Abraham bought the Lake Babine band a fleet of bikes and for the last two years he’s organized two rides per week for kids. “The guys are hooked,” he says. “Some of them bought their own bikes.”
Three Babine youth are part of our posse exploring the Boer Mountain trail network. With the snow on the trails we start easy, cruising When Pigs Fly (hogs inspire the names of everything). The trail accommodates the whole range of interests and abilities: when we come to a well-made table top the teenagers jump, the old and young roll over it, and the ones in between do something in between.
On lap two we ignore the snow and ride Pigasus, a black diamond that switchbacks off the summit. We inch our way down, carefully navigating the hairpin turns, always conscious that a mistake could mean landing on the guy one switchback below. A few turns in Dube points out a corner that looks like masons laboured for days, carefully stacking rock nearly two metres high. A little later it’s the telephone pole he and other club members manhandled into position to bridge a vertical rock slab. Every section of trail seems to have a story. Every feature an anecdote. There’s pride in the hard work they’ve invested in making something ridiculous—a world class trail network in the middle of nowhere BC—a reality.
We leave the unseasonably cold weather behind when we enter the Coast Range, the blockade of mountains between the BC interior and the Pacific Ocean. The riding is more familiar here: big trees and bigger mountains, like what’s made southern BC destinations like Whistler, Revelstoke or North Vancouver justifiably famous. It’s just wilder and quieter.
In Smithers, mountain biking is more established than the other towns along the highway. The original trails date back to the mid-1990s. But here too a building boom took off in the 2010s. There’s now a bit of everything. The main network is a collection of stacked loops with a more technical feel. Off the ski hill access road are freeride shuttle trails, including Pump Daddy and one with a gap jump over the hulk of a crashed Piper airplane, cleverly named Piper Down. The highlight, though, is a 1,500-metre descent from the ski hill right to the edge of town.
In Terrace, our last stop, we find the same mix of old and new. To complement the rooty and rocky trails, built nearly 20 years ago, the bike club is shovel deep in a trail development plan that will mean more easier trails, opening the sport to the masses. Well, a couple hundred people anyway.
Most of the new stuff is still under construction when we visit, so we ride on Terrace Mountain, right in the middle of the town of 11,000. From the parking lot the access is straight up a tough, technical climb that punishes my road wary legs. No gentle progression here. At the top we turn onto Downtube, my favourite trail from our entire trip. It follows a ridge of granite rock slabs through the forest, mixing steep rolls and tacky dirt. It’s a perfect combo of interesting climbing, scenery and rollercoaster downs.

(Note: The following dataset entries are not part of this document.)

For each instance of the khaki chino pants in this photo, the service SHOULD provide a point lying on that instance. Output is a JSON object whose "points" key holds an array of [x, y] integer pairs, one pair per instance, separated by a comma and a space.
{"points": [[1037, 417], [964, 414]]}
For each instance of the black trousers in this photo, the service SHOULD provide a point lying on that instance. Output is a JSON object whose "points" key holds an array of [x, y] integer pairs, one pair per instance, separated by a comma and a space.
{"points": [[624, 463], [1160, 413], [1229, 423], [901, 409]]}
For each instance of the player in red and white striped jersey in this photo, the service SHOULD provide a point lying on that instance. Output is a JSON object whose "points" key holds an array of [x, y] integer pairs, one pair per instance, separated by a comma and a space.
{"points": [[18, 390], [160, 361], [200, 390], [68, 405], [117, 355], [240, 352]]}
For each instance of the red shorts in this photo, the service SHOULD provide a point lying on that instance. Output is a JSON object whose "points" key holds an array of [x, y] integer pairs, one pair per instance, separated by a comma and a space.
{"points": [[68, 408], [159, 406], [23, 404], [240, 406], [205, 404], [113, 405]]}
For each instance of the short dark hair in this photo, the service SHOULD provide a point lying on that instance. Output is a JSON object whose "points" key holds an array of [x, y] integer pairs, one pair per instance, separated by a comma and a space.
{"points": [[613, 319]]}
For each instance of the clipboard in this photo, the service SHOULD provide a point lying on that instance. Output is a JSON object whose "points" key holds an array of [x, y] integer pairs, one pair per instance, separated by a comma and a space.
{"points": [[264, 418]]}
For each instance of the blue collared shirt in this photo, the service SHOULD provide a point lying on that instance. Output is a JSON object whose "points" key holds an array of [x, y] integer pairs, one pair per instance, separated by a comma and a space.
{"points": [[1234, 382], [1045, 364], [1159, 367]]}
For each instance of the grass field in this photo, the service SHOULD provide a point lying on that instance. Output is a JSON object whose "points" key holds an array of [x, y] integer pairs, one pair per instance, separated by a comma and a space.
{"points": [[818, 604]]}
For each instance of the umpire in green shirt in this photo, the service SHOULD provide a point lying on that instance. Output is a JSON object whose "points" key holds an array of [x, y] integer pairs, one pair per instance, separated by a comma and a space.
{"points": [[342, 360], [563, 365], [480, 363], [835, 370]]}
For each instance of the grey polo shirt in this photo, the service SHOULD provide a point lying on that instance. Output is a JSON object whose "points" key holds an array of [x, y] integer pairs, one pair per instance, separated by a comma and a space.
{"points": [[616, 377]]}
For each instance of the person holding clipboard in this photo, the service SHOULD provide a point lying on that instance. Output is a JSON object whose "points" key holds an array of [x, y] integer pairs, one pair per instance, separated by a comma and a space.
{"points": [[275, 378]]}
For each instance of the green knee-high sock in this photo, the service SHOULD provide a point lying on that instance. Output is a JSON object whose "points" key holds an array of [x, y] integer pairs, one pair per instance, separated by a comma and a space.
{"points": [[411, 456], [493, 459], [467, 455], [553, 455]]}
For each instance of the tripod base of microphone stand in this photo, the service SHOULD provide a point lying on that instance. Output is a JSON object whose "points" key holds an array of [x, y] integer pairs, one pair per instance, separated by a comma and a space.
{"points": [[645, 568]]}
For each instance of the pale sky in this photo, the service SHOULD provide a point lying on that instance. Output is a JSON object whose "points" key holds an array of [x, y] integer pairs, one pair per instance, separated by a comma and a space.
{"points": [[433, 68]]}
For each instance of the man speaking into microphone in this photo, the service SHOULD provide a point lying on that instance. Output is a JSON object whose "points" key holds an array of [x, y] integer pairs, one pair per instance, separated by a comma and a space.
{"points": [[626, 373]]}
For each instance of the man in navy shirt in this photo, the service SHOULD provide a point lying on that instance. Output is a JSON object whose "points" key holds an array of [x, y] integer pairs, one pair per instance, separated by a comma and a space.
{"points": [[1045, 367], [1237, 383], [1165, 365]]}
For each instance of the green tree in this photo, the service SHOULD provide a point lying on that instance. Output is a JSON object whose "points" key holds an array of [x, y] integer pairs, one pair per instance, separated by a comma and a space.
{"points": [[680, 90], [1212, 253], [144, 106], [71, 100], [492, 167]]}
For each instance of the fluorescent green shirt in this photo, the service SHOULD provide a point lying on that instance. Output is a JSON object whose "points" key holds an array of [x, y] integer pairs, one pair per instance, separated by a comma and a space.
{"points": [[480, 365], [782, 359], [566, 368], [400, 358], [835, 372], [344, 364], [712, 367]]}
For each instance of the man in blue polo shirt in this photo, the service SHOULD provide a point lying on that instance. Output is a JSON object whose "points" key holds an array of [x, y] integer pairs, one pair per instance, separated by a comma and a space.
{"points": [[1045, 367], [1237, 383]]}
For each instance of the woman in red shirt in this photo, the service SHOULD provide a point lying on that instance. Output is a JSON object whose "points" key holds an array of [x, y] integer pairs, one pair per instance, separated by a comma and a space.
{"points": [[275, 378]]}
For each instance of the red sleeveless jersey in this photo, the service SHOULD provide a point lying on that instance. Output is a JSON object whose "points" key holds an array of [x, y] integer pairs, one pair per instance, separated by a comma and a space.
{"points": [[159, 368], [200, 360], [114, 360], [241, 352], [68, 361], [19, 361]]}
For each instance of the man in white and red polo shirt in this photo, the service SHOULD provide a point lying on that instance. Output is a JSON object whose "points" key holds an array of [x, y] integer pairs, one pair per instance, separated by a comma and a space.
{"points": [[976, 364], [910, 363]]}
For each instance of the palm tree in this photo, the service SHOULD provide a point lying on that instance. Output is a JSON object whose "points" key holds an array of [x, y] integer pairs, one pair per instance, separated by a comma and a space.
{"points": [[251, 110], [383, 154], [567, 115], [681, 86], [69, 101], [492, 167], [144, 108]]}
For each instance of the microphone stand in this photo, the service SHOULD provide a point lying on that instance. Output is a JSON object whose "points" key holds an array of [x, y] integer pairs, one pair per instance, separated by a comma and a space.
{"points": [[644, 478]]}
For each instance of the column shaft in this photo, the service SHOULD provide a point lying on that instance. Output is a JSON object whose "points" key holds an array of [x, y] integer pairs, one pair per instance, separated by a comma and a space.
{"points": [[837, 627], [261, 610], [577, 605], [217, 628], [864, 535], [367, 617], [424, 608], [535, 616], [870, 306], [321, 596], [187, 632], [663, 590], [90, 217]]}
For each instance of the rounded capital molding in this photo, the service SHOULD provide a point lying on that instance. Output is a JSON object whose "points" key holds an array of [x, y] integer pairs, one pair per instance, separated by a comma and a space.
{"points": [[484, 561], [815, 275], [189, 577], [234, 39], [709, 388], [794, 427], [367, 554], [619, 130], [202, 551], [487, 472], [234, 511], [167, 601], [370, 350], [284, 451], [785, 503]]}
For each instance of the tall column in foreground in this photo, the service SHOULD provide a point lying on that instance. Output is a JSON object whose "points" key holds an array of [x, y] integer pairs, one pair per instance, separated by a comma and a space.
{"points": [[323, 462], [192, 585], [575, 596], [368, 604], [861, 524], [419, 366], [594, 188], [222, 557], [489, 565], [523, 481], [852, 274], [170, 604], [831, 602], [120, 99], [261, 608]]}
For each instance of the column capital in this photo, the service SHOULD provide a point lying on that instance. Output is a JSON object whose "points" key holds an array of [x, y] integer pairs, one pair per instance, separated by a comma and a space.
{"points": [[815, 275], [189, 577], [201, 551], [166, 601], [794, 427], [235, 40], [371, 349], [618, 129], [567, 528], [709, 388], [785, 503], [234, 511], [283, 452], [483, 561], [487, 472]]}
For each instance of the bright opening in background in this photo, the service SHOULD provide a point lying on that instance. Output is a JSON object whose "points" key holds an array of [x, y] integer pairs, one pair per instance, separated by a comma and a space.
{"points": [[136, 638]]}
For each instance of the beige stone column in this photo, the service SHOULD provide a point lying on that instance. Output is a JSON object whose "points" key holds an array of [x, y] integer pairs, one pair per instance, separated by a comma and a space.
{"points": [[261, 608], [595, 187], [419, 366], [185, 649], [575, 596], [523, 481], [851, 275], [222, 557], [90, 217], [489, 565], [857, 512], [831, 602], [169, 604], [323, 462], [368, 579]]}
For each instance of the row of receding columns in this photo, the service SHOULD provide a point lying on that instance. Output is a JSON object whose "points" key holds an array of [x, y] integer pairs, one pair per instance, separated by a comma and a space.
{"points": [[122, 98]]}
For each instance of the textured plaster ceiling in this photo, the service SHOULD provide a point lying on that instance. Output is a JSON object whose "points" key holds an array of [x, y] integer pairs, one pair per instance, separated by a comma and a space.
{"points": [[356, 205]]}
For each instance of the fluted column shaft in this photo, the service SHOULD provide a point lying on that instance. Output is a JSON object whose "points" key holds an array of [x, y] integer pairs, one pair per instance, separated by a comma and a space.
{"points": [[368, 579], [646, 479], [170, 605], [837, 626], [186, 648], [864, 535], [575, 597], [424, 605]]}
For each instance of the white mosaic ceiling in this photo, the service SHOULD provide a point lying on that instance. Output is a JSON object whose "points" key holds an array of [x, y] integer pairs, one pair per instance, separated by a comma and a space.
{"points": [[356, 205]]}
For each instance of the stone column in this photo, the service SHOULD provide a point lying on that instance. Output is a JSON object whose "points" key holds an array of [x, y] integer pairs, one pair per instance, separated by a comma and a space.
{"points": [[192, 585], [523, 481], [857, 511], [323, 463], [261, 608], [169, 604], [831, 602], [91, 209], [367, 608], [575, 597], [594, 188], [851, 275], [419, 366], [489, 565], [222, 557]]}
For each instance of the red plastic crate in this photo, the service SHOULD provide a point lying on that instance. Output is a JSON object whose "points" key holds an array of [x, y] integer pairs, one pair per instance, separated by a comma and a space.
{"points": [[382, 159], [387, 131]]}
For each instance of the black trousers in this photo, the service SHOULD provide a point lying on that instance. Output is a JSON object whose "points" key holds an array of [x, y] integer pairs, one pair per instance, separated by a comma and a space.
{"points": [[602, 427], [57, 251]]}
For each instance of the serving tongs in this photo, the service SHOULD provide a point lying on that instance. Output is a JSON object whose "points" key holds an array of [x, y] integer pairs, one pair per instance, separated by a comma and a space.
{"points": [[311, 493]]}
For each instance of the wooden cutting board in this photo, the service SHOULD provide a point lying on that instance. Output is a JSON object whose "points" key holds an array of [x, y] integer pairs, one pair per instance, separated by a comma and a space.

At one point another rider catches us. It’s only the third time we’ve seen someone else on the trails in a week of riding. We start chatting and within a minute our new friend Andy is offering to show us Maroon Mountain, a high alpine adventure ride north of town. We don’t have time to take him up on the offer. I fly home the next morning and Creary has a long drive back to Revelstoke. Our road trip is almost over.
“Where did you like the most?” Andy asks.
I run through a mental slide show of all the immaculately built trails, the airs, the scenery, the great people that showed us around, the small-town cafes and honky-tonk bars. Everywhere we rode makes an appearance. “It was all good,” I conclude.
“Well just make sure you tell everyone the riding sucks,” he laughs. “Tell them they shouldn’t come.”